A sudden roar from his left made Qwan roll sideways out of the saddle. As he fell, he kicked the horse on the flanks, sending it into a run. A heartbeat later, the huge shadowy form of Baymothesis parted the smoke clouds. Seeing the horse running, it gave chase immediately, sliding back away through the flames again.

Qwan drew his sabre quickly and pushed himself upright. He blinked hard, rubbing his stinging eyes to free them from smoke and tears. Putting his forearms up in front of his face, he ran and jumped through one of the walls of fire. His breath came in sharp painful wheezes. Fighting back a coughing fit, Qwan ran on, trying to get to somewhere with less fire. Rolling onto his knees, he scanned the flames. Over the top of the crackling, he heard his horse whinny loud only to be interrupted by a loud wet snapping sound. Somewhere to his right he heard the other horses cry out in terror. He gripped the sabre tightly in his hands, waiting to see the dark shadow fall over him again. Beads of sweat rolled from his face, dropping to the ground unchecked.

"Come on you *******," Qwan muttered, searching the flames, "Where are you?"

To his left, the dragon walked calmly through the wall of fire. For a few moments Baymothesis paused, taking in the area in front of it, looking for the elf. Flames licked up around the dragon's scales, unnoticed by Baymothesis itself. Finding him only a short distance away, the dragon roared.


----------



## Griffith (Mar 7, 2007)

Cool book.  Although, personally I would try and change the cover art before publishing.  That cover doesn't really draw the eye, and many people based their decision on whether to buy a book based on the cover.


----------



## Parmenion (Mar 7, 2007)

I did not have any input on the cover, the publishers wanted to go for a neutral cover, apparently the macho covers of ye olde fantasy novels are a thing of the past.

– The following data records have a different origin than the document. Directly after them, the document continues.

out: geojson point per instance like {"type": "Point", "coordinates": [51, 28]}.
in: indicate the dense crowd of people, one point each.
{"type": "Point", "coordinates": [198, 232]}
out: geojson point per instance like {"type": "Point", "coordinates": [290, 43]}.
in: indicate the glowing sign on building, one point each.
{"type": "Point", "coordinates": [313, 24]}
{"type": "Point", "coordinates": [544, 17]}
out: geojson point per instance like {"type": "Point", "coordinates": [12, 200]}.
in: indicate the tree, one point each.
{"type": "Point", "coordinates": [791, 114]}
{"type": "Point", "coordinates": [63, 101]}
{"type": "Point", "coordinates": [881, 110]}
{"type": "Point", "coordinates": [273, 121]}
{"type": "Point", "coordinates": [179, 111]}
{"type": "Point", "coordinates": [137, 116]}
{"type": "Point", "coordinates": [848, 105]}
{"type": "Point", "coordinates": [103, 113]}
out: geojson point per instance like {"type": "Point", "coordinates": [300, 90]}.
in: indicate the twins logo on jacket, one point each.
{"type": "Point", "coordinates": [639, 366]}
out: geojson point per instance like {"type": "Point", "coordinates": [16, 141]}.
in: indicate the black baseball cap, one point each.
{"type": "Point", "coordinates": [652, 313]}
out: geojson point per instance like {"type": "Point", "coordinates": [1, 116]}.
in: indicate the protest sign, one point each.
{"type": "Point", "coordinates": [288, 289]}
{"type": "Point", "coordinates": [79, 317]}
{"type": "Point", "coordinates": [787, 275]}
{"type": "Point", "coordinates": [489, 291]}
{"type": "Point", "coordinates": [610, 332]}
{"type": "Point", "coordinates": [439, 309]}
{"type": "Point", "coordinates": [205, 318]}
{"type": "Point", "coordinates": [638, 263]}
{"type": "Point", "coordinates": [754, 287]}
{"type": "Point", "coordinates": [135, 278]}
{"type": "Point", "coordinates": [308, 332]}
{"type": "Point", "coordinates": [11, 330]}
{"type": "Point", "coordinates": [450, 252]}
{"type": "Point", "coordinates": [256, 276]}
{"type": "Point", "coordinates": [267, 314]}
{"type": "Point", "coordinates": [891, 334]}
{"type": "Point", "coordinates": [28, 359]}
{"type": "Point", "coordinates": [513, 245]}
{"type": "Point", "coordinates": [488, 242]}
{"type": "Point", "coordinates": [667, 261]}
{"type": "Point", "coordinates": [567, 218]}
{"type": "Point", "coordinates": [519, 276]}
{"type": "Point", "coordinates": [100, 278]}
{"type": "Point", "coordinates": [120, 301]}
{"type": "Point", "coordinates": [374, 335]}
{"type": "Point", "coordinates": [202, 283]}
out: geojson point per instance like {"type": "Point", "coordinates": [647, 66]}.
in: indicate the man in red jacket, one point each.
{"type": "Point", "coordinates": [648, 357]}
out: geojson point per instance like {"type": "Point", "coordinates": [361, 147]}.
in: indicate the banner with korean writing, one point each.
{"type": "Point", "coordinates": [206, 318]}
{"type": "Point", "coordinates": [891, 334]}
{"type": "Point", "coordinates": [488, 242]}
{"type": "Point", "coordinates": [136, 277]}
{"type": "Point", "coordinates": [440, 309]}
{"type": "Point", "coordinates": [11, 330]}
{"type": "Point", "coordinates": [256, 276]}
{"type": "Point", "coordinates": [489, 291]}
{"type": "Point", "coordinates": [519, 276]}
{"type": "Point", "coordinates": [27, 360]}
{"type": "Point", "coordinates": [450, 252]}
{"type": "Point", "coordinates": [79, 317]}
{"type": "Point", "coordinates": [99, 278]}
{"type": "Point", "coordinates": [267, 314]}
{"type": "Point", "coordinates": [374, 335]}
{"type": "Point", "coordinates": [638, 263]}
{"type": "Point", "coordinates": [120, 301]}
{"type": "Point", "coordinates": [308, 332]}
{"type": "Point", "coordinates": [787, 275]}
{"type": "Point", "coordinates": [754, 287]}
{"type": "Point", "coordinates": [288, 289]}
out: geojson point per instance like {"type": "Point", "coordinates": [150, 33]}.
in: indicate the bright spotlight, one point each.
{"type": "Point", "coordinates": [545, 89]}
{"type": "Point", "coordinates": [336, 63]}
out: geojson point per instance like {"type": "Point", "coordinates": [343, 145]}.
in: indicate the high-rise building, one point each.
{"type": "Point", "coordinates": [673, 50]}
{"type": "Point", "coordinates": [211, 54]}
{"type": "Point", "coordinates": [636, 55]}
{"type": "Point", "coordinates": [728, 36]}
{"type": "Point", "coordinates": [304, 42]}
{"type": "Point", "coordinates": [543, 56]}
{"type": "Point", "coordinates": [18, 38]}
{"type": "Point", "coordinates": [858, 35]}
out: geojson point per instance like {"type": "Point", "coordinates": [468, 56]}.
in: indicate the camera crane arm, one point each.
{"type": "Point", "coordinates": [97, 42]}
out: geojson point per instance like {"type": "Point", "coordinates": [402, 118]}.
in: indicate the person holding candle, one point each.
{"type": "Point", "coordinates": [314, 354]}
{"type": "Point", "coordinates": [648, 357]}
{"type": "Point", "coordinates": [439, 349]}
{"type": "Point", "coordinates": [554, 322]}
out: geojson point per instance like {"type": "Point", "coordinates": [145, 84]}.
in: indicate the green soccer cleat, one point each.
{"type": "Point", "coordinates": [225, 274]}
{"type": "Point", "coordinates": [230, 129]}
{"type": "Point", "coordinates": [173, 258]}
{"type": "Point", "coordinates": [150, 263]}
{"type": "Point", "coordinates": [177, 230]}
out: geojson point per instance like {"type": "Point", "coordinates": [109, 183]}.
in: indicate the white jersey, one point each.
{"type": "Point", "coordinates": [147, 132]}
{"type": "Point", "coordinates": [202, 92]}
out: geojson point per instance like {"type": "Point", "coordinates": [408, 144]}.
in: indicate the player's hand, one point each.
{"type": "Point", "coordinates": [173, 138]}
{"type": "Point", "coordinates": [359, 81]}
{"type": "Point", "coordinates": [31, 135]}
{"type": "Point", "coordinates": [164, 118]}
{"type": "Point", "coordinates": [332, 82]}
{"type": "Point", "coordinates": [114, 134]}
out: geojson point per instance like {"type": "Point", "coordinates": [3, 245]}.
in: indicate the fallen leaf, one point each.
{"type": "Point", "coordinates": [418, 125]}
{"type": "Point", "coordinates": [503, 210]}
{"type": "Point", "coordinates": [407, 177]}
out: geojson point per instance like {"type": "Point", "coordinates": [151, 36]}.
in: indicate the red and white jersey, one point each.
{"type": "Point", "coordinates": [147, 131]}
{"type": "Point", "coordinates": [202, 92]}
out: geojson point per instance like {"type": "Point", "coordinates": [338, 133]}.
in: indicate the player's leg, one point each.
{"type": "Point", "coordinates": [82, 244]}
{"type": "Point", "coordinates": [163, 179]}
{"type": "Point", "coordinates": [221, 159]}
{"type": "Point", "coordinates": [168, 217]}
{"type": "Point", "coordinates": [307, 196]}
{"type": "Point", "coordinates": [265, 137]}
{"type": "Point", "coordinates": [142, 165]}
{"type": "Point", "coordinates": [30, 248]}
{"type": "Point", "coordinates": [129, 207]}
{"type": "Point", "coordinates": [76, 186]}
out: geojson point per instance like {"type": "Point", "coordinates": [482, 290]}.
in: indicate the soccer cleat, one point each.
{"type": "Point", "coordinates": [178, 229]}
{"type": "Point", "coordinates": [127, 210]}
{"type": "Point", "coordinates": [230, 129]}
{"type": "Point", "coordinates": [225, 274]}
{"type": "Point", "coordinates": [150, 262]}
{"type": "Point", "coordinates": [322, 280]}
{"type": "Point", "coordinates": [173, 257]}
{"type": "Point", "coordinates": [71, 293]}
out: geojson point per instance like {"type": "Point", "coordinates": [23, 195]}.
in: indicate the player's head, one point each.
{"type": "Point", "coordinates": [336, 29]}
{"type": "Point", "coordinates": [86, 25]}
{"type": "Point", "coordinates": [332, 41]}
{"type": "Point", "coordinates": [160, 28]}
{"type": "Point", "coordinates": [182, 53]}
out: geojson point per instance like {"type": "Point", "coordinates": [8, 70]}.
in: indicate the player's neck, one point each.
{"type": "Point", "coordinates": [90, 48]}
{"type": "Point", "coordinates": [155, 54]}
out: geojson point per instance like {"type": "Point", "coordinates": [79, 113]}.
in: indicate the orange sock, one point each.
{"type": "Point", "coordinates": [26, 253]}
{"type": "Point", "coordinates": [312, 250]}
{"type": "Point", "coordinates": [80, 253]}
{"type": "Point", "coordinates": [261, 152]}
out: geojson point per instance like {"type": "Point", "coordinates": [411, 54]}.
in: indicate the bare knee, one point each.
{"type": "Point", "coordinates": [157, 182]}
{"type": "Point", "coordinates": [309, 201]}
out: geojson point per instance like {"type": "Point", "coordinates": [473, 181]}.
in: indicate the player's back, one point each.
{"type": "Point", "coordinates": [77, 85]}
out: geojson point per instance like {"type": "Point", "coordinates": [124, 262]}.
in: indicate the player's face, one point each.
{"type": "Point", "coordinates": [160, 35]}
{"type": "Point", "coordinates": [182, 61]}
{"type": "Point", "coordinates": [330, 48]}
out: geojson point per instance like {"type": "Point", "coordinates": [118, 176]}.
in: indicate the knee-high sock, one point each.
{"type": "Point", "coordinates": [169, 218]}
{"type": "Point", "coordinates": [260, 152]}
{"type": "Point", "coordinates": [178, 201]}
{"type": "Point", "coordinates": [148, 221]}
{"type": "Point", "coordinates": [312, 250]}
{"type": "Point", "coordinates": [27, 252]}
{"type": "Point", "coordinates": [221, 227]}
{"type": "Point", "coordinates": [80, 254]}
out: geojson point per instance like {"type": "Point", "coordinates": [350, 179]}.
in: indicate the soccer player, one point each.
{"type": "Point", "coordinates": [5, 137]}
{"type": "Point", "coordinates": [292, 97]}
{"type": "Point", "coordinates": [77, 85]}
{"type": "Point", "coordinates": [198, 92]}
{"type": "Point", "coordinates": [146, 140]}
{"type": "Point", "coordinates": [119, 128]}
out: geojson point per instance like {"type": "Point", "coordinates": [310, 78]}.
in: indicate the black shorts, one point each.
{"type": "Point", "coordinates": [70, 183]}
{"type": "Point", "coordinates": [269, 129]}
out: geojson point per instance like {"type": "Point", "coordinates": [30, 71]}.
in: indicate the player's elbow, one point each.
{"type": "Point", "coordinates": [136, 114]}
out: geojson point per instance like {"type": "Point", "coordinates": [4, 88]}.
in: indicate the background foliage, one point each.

I hope the advertising we do on various fantasy sites and word of mouth will get people picking it up and the neutral cover will attract people from outside the genre. I think the cover colour will make it stand out on the shelf though.


----------



## Parmenion (May 1, 2007)

Hello all
Just wanted to refresh this...the book is finally out....i know rob is over the moon to have his debut book published and as his is my debut book as agent im also ...woohooo well chuffed!!

Its up on amazon.co.uk and .com WHsmiths online, bookdepository, barnes and noble and signed direct from my web site.

I will also be at Fancon2007 on the sat Rob will also be there.


----------



## Michael01 (May 1, 2007)

Congrats to both you and Rob.  It looks like a great book.


----------